One cannot predict the ebbing of current trends, but one can hope for the rising of holy men and women who will fuse their holiness with their talents in an effort to shine the light of faith on the shadowy confusions of this age. One never can tell what genius will come along and apply their skills and creativity in service to the Lord. Human nature, itself, is a creation of God and, therefore, would be expected to search for its creator. It is reasonable that human beings will not blot out the longing for eternal truths from their minds and hearts; for nothing less than God's grace can satisfy such a hunger.

What about ourselves?

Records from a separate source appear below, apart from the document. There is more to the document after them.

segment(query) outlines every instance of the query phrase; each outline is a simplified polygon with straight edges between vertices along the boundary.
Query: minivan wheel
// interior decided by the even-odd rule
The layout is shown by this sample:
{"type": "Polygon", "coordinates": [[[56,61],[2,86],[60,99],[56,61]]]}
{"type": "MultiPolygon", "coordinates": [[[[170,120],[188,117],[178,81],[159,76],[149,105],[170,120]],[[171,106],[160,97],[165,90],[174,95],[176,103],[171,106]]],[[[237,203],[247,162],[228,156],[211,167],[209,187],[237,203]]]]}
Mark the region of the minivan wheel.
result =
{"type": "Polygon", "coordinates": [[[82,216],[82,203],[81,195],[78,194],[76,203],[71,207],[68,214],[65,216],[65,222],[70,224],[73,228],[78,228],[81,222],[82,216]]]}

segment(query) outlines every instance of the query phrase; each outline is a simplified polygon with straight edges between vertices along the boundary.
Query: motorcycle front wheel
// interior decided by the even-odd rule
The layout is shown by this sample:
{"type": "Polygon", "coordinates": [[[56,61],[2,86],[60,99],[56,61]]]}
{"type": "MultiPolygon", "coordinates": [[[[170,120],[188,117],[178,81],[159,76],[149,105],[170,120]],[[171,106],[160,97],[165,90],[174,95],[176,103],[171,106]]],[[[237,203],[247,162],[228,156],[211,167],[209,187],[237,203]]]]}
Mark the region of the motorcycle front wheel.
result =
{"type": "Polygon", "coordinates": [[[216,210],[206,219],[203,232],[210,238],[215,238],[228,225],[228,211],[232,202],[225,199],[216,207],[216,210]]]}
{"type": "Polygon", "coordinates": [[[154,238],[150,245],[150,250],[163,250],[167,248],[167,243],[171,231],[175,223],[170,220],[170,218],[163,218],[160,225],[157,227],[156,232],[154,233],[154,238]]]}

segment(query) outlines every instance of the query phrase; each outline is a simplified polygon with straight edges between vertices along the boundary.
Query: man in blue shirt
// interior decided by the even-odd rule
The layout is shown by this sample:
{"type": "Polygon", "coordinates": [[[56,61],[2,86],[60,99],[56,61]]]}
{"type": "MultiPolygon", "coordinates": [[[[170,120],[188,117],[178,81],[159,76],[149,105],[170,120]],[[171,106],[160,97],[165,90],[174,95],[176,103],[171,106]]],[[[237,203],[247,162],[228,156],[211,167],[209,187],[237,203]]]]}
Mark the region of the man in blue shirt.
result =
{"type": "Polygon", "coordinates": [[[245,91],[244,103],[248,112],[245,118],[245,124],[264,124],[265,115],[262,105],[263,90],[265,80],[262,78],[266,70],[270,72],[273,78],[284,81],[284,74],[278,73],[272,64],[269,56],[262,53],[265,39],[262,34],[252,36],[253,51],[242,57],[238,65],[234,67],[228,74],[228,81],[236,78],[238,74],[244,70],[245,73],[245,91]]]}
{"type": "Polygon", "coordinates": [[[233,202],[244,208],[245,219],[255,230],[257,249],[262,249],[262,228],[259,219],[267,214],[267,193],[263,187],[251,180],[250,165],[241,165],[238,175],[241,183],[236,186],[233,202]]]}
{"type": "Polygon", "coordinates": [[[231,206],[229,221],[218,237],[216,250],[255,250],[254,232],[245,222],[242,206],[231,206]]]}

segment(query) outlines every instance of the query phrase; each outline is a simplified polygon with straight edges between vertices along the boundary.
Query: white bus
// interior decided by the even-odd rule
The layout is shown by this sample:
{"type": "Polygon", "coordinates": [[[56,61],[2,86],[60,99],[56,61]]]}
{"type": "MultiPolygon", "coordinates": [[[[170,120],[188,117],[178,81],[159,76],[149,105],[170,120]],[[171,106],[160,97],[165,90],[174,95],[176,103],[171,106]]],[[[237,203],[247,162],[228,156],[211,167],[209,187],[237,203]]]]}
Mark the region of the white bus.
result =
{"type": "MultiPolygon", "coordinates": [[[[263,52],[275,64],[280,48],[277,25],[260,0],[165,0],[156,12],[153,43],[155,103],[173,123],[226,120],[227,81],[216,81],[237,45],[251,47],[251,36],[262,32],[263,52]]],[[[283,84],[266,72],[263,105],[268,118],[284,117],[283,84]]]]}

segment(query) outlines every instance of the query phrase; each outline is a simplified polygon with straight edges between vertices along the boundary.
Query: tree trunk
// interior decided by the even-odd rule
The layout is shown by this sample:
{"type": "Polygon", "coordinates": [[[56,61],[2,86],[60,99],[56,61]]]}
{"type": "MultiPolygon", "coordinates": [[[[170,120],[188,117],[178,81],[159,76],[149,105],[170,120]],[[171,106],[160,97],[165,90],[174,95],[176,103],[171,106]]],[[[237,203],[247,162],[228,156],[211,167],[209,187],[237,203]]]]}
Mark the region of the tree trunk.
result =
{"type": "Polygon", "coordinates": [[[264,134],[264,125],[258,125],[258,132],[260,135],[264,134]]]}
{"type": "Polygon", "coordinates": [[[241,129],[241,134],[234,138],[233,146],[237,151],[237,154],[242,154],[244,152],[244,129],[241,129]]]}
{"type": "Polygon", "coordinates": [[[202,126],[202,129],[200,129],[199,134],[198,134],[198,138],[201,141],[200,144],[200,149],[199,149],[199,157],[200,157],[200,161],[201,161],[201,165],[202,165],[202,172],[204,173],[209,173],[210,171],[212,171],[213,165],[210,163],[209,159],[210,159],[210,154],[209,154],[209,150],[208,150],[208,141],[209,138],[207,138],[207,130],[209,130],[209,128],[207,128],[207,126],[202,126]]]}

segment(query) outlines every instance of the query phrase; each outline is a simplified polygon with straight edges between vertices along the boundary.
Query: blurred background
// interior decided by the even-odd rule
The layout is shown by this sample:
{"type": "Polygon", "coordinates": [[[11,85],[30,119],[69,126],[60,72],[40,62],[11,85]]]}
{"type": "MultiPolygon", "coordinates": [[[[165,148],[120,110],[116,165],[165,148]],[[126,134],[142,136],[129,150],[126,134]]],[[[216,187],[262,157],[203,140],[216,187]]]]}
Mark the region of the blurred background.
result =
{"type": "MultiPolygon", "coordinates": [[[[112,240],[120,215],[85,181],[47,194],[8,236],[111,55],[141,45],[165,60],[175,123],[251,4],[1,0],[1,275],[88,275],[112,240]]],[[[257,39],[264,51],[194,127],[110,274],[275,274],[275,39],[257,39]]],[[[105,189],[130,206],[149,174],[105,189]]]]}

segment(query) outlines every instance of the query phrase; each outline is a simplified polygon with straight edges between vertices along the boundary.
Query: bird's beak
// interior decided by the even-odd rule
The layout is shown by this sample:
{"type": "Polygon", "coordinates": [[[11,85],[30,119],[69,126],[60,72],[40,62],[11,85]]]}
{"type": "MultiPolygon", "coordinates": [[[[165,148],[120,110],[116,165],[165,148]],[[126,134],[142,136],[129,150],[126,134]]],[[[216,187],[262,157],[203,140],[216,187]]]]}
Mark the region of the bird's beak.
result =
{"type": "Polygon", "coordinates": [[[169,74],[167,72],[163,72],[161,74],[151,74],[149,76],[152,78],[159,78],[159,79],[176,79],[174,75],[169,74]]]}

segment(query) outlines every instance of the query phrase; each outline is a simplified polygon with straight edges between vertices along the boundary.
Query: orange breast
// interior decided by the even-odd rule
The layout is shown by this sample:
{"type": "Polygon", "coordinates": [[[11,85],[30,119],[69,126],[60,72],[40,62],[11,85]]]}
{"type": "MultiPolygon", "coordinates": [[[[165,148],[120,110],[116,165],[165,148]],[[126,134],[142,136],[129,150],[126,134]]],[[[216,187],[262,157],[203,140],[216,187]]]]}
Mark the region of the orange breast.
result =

Depending on some superheroes of faith arriving on the scene is not necessary for helping the Church in the here and now. All of us can do what we are able. The poet, Ralph Waldo Emerson, once wrote: "What lies behind you and what lies in front of you, pales in comparison to what lies inside of you." Strive to manifest to this world the best Christian you can be; no sacrifice, no effort for our faith will ever be in vain. Amid the numerous closings, there will be great openings of actions of love from people of faith which, in time, may unbar the doors and fill the pews. The Church is driven by the energy of the Holy Spirit and no false gods will prevail against it. Be a reflection of the Light of Christ; be a gift of a loving and saving faith to the world around you.